Никс покусал губу. Ситуация была шаткой. Прошелся от окна к столу и обратно.

– Я рад, что прямых улик на него нет. Наши домыслы могут идти очень далеко. Но коль скоро вина не доказана, стало быть, и не существенна для закона. Этот человек повел себя осторожно. Будем же осторожны и мы. В сущности, против него одна его репутация. А я, признаться, посещая его дом в те же дни, что и заговорщики, и работая с ним над манифестом, не нашел в нем тех мыслей, которые хором приписывают ему недоброжелатели.

– Государь, – осмелился предостеречь Бенкендорф, – у меня такое чувство, что мы держали рыбу с гладкой от слизи чешуей, и она выскользнула из рук.

– Или держите крепче, или не жалуйтесь, – отрезал Никс. – Мне нужен этот человек.

Тут и заключалась вся метафизика.

– Если он невиновен, мы привлечем его к подготовке суда над злодеями. А если виновен в той степени, о какой мы догадываемся, то это станет для него испытанием. Во всей империи нет второго такого юриста. Кто оформит целый процесс так, чтобы мы не выглядели варварами? Чтобы закон был соблюден до мелочей? – Государь, волнуясь, снова заходил по комнате. – Наше дело простое и чистое. Если суд подготовит Сперанский, то всякий отринет мысль о каких бы то ни было злоупотреблениях. Мы немедленно едем к нему.

Вообще-то Бенкендорф собирался в Следственный комитет. Но пришлось тащиться к Армянской церкви. Явление императора в доме имело вид сошествия Спасителя в ад. Правда, ад скорее грустный, чем ужасный. Меланхоличный, нежный и полный скорбей. Елизавета Михайловна вскрикнула. Старик подался вперед.

– Я вижу, вы больны, сидите. – Николай взял стул и подставил его к креслу. – Мне надобно поговорить с вами, Михайло Михайлович. Как друг и преданный слуга моего покойного брата, вы не откажетесь выслушать.

– Я не осмеливался надеяться, – пролепетал сановник.

– Мне следовало бы приехать раньше. Простите, дела разрывают на части. Зато теперь я буду говорить, полностью обнадеженный вашей невиновностью.

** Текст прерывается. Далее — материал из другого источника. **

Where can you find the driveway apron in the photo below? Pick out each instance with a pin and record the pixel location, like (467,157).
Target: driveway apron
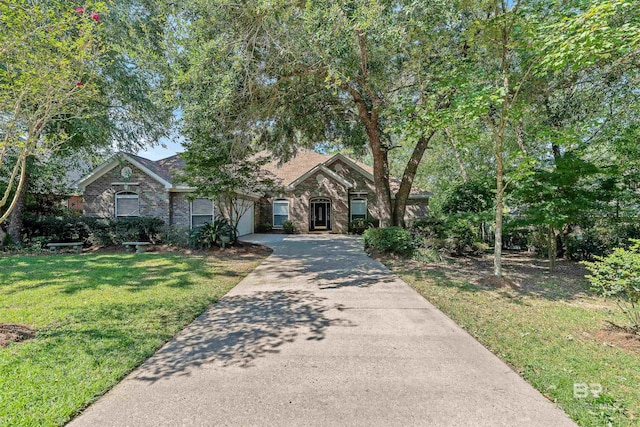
(320,334)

Елизавета Михайловна снова вскрикнула, но уже от радости, и сделала попытку лишиться чувств, что у русских дам выходит не всегда. Бенкендорф успел подхватить ее и усадить в кресло.

– Я рад, что ваша дочь присутствует при нашем разговоре, – поклонился женщине Николай. – Ей будет отрадно услышать то, что я скажу. Боюсь, вас не все понимают и не все умеют ценить. Сперва я и сам был виноват перед вами. Мне столько говорили о ваших либеральных идеях! Клевета коснулась вас даже по делу 14-го. Но обвинения рассыпались в пыль. И я могу найти в вашем лице ревностного слугу с огромными сведениями и опытом.

– Ваше величество льстит мне, – выдавил из себя чиновник.

– Ничуть. И у вас есть случай подтвердить мое мнение. Расследование близится к концу, материалов накоплены горы, но, откровенно говоря, члены комитета даже не знают, как подступиться к суду. Надо разработать процедуру, написать инструкции. Наконец, составить манифест, чего никто лучше вас не умеет.